Scandinavia has so many incredible artists on the global stage right now – why do you think that this seems to be the moment in which the spotlight’s on them?
In the songwriting/producer world, especially in pop, there’s been a lot of Swedish men and women who have done really well. It’s such a small place and if you see a Swedish artist do well, then you as a Swedish musician are inspired; the inspiration is very close around you and that helps. I think also the fact that we can study music from a young age and its’ very publicly supported; if you’re talented, you’re able to go to those [specialist] schools, it’s not about money. It’s possible to practice music and relax knowing you have a life in which you’re protected by education and healthcare. There’s time to spend on your passion if you have one and I think that matters a lot.

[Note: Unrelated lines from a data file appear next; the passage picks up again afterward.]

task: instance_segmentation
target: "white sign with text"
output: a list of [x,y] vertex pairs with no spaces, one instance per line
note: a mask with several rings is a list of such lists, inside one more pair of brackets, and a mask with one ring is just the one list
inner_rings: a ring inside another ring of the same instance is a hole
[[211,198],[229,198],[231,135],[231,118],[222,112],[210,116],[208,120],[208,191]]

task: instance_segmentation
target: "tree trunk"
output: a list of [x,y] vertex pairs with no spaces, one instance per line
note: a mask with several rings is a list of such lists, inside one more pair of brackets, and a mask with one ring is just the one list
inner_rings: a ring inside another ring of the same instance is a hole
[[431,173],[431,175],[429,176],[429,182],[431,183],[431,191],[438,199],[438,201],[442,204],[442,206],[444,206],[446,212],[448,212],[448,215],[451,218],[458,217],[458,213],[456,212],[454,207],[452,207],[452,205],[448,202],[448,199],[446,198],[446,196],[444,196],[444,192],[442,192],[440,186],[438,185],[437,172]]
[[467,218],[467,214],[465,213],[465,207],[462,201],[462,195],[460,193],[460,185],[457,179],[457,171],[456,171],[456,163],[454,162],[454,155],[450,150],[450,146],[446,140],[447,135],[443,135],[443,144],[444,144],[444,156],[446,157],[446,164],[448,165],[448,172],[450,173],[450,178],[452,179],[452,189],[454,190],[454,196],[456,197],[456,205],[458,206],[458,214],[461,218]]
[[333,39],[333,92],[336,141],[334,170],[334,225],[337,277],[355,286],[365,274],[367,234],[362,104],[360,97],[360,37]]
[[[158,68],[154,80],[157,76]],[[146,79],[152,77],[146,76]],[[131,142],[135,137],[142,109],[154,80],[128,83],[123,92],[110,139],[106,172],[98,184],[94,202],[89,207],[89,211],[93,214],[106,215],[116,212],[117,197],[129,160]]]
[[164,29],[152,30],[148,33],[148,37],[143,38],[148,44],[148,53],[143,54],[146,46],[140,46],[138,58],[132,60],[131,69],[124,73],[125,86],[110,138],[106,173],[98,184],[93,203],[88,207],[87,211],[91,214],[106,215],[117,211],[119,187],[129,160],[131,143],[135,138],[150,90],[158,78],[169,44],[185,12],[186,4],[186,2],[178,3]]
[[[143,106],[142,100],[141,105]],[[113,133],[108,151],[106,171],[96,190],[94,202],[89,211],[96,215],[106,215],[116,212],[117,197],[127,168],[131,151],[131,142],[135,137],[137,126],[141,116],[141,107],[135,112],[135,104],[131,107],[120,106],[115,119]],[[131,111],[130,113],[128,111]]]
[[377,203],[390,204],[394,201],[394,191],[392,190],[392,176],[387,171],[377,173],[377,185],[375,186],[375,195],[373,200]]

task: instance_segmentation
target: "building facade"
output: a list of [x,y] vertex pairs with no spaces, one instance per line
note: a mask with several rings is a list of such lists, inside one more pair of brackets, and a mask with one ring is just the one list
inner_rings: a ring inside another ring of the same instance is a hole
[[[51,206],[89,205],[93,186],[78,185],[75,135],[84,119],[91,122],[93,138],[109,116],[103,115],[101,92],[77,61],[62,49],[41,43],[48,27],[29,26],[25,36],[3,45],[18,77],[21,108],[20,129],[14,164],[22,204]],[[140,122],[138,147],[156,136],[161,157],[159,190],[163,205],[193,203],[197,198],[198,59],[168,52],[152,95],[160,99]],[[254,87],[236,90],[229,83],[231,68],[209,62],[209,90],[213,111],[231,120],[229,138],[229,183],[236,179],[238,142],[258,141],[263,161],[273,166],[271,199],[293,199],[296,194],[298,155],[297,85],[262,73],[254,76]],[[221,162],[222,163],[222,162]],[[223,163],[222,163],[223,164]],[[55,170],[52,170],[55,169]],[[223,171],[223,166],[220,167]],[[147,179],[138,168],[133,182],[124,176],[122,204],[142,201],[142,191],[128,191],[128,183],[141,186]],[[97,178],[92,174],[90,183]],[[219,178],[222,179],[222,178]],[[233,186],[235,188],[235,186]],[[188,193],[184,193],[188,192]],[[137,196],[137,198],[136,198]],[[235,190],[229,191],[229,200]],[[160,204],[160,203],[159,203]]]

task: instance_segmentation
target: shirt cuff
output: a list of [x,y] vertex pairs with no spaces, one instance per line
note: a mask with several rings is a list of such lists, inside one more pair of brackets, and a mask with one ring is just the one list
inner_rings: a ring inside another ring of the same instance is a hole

Music is obviously a huge part of your life and personality, but how else do you express yourself?
It’s funny, I’ve become so much more interested in fashion in the past two years. Before, I was terrified of it. I just thought everything looked weird and over the top and I’ve never had an interest in it, so I didn’t really get it. Coming from a band background, I wanted people to listen to me, I didn’t want them to just look at me. Which is funny now as I love to dress up in outrageous outfits; I find it’s another way to enhance and express my music and what I’m about. Especially now when everything is more visual – you want a more visual connection to what you’re listening to.
How did you put your own spin on the pieces in this collection?
Because the designs are so minimalistic, you can use it as a blank canvas to amp up or add a splash of color to your own style. For me, as someone who loves going to raves, glitter is always the best thing to add to anything. Usually, when I go to parties and stuff I have little glitter packs with me, so i’ll go around and like, glitter people in my group, so that felt like a very natural thing. The headphones are covered in glitter and a hologram thing. From afar they look silver or grey but when they catch the sun they glimmer; they look alive. For the speaker with the disco-ball mirrors on it, I found inspiration from my latest single “Disco Tits” – I love that theres a thread like that that brings it together.
“ I love to dress up in outrageous outfits; I find it’s another way to enhance and express my music and what I’m about.”
What’s next in the pipeline for you?
I’m shooting a music video with a very fun music artist that I’m excited about. I can’t say anymore than that, it will be a fun surprise. I also have a short film that me and this director Malia James who’s amazing, together with help from Urbanears. Then I’m writing my new album that will be out in 2019 sometime, when I feel like the world is ready for it. I live in LA now and I’m trying to take advantage of the sunshine as inspiration.
So we should expect something…sunny?
Yeah, kind of! I have a lot of songs already and some of them are probably the happiest tunes I’ve ever written, so it does something for you for sure.
Do you think that’s reflective of being in LA or more about where you’re at in life?
I think just it’s me being happy. I’ve just been evenly happy for a longer period than I think I’ve been before.